Enfin, si vous vous inquiétez pour la paix mondiale, les tarifs douaniers ne font que rapprocher la Chine et la Russie, faisant d’une nouvelle guerre froide une prophétie auto-réalisatrice.
Quelle est la solution alternative ?
L’administration Biden devrait dire discrètement à la Chine que ces tarifs ne sont qu’une mesure temporaire qui sera annulée si le candidat démocrate remporte l’élection présidentielle de novembre.

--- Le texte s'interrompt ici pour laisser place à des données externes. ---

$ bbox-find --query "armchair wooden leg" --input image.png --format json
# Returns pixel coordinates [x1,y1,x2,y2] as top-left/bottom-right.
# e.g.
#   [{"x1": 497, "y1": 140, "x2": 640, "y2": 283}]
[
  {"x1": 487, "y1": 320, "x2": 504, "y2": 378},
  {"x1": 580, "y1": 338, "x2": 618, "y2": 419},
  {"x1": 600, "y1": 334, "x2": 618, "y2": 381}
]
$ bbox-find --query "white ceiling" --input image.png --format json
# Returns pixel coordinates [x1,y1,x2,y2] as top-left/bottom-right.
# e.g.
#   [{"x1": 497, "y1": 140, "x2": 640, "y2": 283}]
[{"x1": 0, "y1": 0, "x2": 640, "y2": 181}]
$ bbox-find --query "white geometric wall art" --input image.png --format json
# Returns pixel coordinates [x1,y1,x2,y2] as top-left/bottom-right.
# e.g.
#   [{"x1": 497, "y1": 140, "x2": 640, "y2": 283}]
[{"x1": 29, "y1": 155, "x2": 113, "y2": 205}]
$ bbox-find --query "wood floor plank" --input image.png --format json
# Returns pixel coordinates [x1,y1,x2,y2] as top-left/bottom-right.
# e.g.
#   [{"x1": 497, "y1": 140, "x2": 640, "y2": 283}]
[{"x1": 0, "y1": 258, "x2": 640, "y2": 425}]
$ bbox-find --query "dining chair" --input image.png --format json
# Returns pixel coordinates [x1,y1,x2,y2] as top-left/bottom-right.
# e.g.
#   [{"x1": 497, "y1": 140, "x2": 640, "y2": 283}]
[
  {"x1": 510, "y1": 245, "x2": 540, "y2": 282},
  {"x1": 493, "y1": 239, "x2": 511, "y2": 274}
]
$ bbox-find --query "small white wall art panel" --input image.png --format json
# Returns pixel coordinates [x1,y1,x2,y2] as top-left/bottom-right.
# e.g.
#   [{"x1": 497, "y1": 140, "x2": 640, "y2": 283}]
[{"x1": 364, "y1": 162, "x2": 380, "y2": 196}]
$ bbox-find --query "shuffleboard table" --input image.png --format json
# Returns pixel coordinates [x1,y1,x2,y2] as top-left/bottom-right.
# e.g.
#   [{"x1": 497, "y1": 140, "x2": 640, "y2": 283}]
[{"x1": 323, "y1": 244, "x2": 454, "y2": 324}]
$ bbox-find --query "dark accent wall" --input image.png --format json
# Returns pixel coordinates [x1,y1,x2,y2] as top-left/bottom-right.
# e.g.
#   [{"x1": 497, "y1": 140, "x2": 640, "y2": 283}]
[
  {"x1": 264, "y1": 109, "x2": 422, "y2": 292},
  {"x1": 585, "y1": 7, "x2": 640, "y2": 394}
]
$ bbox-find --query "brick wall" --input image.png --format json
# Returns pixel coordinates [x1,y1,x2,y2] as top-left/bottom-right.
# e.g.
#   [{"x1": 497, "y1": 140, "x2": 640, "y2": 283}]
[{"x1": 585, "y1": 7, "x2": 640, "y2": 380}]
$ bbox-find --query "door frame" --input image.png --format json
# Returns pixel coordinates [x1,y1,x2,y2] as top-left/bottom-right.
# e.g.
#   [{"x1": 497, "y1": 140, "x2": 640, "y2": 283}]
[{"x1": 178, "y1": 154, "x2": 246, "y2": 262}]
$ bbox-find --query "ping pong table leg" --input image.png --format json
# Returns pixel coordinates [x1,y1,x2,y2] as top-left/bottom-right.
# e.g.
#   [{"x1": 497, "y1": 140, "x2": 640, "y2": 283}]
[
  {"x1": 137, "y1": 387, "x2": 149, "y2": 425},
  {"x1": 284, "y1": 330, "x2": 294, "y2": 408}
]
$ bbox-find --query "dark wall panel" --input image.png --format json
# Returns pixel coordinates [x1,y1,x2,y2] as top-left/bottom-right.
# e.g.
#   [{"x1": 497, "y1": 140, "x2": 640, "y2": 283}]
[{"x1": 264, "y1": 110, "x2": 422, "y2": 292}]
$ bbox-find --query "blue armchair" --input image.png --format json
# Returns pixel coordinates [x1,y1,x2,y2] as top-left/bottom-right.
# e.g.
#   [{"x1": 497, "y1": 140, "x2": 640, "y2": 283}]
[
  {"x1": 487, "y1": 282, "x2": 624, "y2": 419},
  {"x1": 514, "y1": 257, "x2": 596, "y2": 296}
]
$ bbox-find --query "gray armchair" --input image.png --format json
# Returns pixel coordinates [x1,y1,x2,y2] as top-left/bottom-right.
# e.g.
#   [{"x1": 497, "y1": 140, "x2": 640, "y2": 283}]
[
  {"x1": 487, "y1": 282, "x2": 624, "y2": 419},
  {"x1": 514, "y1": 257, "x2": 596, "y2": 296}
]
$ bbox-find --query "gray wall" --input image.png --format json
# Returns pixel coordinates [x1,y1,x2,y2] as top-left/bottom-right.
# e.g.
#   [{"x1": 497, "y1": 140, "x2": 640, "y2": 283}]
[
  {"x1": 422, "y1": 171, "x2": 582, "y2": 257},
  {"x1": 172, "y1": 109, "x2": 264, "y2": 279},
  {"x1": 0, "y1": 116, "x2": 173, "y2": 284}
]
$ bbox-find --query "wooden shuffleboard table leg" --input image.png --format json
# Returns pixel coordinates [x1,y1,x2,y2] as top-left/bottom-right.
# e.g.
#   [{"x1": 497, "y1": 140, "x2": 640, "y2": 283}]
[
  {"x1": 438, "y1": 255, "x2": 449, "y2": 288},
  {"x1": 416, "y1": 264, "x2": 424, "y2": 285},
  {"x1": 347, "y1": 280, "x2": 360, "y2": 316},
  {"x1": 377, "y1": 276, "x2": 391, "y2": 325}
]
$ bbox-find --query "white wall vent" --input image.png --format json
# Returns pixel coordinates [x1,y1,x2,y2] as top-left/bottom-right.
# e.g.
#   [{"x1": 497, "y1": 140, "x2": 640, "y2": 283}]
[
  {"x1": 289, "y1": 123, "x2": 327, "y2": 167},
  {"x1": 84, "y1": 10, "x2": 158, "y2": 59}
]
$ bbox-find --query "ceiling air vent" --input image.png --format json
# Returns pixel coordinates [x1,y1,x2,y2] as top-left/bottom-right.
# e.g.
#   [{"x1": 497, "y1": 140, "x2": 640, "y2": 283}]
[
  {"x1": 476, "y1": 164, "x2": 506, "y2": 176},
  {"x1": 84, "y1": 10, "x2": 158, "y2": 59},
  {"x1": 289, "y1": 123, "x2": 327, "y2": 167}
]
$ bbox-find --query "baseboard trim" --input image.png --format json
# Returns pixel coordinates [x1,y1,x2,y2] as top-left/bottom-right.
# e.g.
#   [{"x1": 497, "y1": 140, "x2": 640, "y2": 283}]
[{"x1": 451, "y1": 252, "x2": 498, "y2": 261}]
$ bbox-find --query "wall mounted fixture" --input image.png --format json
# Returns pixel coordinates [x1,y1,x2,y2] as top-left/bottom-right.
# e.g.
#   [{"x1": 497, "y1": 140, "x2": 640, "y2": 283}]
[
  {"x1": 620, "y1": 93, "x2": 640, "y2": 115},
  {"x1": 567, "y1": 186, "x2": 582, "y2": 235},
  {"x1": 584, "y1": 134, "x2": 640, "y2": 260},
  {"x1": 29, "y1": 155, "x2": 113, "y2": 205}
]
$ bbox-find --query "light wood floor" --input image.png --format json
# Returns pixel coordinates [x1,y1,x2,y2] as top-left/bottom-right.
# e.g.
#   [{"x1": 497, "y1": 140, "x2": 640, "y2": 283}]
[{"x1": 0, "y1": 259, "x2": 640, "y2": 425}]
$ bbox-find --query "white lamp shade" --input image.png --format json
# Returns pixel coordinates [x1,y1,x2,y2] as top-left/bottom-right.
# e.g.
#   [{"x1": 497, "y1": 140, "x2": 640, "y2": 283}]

Peut-être qu’après les élections, Pékin et Washington pourraient s’engager dans un théâtre politique dans lequel le premier prétendrait être conciliant et le second rendrait la pareille, et les deux parties négocieraient à la baisse leurs tarifs douaniers mutuels.
Au cours de son deuxième mandat, Biden pourrait travailler avec la Chine sur la manière de rendre la transition vers l’abandon des combustibles fossiles abordable pour le monde entier. Bien sûr, ces deux pays seront encore en désaccord sur de nombreux points. Mais le défi mutuel du changement climatique garantira qu’une guerre froide ne s’abatte pas sur la planète.
Si Trump gagne en novembre, tous les paris sont ouverts. Le candidat républicain a promis une nouvelle série de droits de douane contre la Chine, qui seront probablement d’autant plus élevés compte tenu de la récente décision de Biden. De plus, Trump est toujours déterminé à extraire jusqu’à la dernière goutte de pétrole et de gaz naturel pour faire de l’Amérique un pétro-État à l’instar de la Russie.
La voie à suivre est claire : l’État doit s’impliquer pour pousser le marché vers les énergies renouvelables, qu’il soit « communiste » ou « capitaliste » ou quelque chose entre les deux. Plus tôt Washington et Pékin pourront coopérer dans ce sens, mieux ce sera pour nous tous.